As much as similar stories don't make anyone feel better, they help. And, if you'll allow it, there's a Boston Pizza right here by our house, and when you and S come for gramma's funeral, well, I'll buy the beer.

wanderingwacky said...

You are a wonderful writer...
And yes, I hope it saves just one life.

wanderingwacky said...

um, I meant to say that I'd be so glad if it saved just one life.

Pat said...

I am so, so sorry for your losses. When someone elderly dies, it is hard, but you can say that they lived a long life. That kind of helps the grief, somewhat. But when someone young dies, takes their life, no less, there are no words, are there? To think this young man had so much pain that he couldn't go on. And usually that's the way it is - nobody around even knows that person is in pain - they disguise it so well. We don't really know what goes through that person's mind. I would recommend that family gets some kind of therapy to help them through this god-awful time. I'm sure the family really appreciated your being there to shoulder the burden of their grief, and to speak at the funeral. Your pain is as real as theirs. Again, I am sorry for the loss of both your Grandma and your friend.

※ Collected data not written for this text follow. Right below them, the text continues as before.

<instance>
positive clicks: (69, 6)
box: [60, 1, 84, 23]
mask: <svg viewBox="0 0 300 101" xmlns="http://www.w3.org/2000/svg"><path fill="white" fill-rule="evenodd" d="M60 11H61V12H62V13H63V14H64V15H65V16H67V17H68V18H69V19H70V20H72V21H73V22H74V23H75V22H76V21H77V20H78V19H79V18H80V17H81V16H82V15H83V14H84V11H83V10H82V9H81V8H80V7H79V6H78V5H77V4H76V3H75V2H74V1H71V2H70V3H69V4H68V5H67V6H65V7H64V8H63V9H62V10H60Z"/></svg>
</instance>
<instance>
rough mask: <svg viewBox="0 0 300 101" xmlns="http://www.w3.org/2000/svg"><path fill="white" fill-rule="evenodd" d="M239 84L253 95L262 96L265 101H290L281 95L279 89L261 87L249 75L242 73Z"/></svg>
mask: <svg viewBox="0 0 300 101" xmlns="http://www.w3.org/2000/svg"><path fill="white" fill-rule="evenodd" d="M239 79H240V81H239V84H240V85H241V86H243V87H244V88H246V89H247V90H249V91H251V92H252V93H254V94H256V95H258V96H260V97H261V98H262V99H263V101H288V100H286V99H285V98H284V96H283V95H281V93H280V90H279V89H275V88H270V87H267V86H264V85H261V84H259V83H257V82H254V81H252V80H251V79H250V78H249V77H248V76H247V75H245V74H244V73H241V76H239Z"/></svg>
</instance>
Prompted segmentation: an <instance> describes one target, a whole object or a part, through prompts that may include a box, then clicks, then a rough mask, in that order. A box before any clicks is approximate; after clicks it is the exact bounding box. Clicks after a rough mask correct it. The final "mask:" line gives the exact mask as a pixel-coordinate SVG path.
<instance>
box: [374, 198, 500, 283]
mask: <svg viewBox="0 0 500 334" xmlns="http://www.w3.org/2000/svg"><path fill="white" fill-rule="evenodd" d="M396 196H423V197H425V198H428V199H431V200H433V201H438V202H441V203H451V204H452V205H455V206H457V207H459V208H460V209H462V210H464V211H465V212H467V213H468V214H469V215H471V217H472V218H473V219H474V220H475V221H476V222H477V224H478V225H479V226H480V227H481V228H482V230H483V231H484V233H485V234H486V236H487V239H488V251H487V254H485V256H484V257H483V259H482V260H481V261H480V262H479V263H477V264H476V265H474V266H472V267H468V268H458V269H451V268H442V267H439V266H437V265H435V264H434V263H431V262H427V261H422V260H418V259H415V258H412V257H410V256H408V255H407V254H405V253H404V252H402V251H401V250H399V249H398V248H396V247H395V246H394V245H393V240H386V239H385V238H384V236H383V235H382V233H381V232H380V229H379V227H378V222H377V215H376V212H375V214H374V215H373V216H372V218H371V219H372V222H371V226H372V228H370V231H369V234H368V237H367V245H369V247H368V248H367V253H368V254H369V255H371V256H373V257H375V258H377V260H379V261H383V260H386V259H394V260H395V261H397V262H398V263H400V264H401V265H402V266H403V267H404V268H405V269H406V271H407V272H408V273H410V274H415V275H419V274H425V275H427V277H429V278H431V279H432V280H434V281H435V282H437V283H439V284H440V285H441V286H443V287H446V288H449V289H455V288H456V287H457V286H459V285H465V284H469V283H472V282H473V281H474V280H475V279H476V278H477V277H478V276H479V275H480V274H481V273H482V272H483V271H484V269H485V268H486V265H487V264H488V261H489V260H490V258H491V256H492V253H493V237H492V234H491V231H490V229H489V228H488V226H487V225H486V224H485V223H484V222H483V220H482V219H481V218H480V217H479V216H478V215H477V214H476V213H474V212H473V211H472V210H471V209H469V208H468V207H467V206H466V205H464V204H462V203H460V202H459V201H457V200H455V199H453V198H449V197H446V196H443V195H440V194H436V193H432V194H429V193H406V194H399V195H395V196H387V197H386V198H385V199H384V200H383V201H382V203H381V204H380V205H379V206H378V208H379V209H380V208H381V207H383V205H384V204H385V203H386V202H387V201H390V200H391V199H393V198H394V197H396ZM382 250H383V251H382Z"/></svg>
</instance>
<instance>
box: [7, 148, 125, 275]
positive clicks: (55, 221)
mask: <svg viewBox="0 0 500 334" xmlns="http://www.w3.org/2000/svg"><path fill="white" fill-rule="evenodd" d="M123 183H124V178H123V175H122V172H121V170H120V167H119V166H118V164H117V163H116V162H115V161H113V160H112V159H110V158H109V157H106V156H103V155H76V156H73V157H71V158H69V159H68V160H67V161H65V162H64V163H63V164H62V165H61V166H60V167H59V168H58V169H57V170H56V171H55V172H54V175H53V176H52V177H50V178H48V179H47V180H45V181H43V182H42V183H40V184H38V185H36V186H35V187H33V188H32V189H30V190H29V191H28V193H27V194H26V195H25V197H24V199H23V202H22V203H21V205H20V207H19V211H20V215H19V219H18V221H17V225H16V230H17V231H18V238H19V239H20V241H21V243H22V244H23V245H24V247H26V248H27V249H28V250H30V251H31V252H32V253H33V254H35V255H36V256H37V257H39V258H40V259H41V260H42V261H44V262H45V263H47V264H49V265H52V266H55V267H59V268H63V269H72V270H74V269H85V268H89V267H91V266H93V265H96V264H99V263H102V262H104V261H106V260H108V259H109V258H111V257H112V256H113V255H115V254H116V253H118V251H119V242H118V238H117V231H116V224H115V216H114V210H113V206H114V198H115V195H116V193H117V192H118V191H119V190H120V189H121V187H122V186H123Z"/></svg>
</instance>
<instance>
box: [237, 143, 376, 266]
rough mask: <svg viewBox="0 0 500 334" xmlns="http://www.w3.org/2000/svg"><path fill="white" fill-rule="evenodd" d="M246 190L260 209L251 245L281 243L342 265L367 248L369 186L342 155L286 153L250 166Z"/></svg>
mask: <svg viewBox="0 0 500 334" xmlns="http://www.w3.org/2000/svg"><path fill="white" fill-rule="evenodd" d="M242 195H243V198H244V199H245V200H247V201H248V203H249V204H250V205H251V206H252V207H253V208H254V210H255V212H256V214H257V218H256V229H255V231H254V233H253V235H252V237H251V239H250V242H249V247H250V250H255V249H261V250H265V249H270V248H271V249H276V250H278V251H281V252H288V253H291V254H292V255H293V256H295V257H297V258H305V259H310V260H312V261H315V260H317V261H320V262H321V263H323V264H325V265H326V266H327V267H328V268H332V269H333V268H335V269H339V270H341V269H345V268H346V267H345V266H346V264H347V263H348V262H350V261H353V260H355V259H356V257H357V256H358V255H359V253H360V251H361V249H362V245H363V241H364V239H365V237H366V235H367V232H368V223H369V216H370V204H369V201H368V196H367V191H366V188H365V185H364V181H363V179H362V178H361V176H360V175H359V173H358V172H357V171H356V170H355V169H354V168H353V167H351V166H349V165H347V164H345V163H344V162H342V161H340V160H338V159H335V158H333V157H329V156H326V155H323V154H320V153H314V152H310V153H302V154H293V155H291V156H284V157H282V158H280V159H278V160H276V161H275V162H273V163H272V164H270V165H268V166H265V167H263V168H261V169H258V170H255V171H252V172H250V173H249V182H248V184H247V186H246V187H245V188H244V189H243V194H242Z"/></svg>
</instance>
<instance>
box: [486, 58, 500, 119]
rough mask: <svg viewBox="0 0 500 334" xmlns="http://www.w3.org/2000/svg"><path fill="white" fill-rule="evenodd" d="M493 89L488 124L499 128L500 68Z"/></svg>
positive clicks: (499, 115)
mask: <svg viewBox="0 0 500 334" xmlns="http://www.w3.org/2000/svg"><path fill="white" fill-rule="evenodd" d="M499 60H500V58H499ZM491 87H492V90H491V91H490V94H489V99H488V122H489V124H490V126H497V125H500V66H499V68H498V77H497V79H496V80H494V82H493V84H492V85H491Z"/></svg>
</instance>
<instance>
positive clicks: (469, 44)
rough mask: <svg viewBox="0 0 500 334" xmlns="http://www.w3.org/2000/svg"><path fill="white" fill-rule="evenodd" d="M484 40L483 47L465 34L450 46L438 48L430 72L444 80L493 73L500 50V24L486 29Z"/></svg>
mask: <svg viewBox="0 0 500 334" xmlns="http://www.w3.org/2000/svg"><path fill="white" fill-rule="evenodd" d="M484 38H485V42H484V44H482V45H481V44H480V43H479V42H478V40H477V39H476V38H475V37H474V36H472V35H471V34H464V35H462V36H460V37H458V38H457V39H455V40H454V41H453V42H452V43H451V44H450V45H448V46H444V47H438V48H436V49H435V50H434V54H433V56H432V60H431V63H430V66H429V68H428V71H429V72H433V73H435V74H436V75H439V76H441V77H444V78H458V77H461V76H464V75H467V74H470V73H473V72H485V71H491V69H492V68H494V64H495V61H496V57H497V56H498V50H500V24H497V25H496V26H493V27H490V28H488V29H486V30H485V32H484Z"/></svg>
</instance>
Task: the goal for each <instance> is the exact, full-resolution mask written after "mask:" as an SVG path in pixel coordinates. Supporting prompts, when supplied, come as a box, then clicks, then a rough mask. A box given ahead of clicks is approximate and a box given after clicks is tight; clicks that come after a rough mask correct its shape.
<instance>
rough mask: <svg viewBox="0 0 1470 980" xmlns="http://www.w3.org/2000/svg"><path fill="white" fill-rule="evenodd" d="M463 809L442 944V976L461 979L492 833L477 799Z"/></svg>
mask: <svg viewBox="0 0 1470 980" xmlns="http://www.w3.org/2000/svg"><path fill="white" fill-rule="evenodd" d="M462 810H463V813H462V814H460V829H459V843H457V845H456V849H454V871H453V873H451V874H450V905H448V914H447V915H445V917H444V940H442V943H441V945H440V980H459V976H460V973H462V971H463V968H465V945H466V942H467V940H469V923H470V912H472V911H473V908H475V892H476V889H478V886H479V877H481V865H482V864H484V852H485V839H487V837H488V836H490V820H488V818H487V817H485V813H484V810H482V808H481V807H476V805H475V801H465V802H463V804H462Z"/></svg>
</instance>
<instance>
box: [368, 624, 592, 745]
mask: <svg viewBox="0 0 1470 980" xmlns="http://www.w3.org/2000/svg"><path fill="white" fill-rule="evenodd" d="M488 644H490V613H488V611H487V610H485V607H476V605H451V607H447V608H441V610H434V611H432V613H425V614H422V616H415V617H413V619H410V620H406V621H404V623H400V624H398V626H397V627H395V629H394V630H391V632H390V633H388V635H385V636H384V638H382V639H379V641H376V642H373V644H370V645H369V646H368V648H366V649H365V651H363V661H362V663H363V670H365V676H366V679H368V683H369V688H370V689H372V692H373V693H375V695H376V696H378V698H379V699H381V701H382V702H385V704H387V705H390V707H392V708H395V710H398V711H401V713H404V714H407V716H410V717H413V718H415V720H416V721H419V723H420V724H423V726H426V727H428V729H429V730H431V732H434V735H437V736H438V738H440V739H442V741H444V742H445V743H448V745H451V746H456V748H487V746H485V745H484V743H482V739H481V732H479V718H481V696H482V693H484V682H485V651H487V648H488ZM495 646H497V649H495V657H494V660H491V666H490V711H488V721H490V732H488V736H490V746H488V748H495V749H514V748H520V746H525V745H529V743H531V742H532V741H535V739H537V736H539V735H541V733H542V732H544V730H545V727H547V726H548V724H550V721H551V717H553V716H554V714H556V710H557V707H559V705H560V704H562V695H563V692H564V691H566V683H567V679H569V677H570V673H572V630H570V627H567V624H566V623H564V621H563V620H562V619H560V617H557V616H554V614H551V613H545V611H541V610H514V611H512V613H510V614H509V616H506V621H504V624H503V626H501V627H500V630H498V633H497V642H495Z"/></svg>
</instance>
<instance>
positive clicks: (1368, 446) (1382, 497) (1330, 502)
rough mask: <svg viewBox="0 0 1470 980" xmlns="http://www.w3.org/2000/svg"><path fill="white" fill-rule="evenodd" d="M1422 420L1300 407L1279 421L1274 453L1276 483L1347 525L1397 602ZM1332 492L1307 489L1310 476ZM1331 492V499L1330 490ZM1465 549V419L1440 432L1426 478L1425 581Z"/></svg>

We've had a lot of deaths in our family over the last 15 years - both my parents, 2 brother-in-laws, a sister-in-law, and my mother-in-law. Then on 7/30/09, one of my closest friends died unexpectedly. Very hard to swallow, but life goes on. Just take each day one at a time, I guess. I'm a firm believer that I will see everyone again in heaven. That keeps me going on.

Peckish said...

I'm so sorry to hear about your losses. My thoughts are with you, and all your loved ones.

Reading this is a reminder that sometimes we can never tell our whole story because it just isn't that simple, or know another's story in its entirety because it is just too hard...

But you shared this story with the world and that is a brave and powerful thing.

J.Me. said...

I am SO sorry. I don't have any comforting words either. My neighbors' son just killed himself with pills and alcohol. I thought he was fine. Apparently he wasn't. I'm sure the Hepburns are eternally grateful for your strength. My deepest condolences for you and your Heppy.

kanmuri said...

My condolences to you, your family, Heppy and her family.

These situations are never easy. Two years ago, my childhood friend's father hung himself in the shed and was found by his schizophrenic son. The managed to get him to the hospital, but he died. I had known him all my life, and he was in fact my dad's childhood friend. I was in Japan when everything happened, and sometimes I feel like he's not really dead. Maybe it'll hit me when I go back home...

Heppy said...

Thanks bud. Yr the bestest bff a person could ask for. I know it'll always be hard. It will always hurt so much, but it's people like you in my life that make it tolerable.

Sarah said...

This left me gutted and teary-eyed...

Well-written, relatable, and emotionally evocative. While I have never personally experienced a loss through suicide, I have known those who have, and you're right. It lacks the "harmony with nature" comfort. It's open-ended...

So sad... so sorry for both of your losses, and the accompanying pain you will experience for awhile.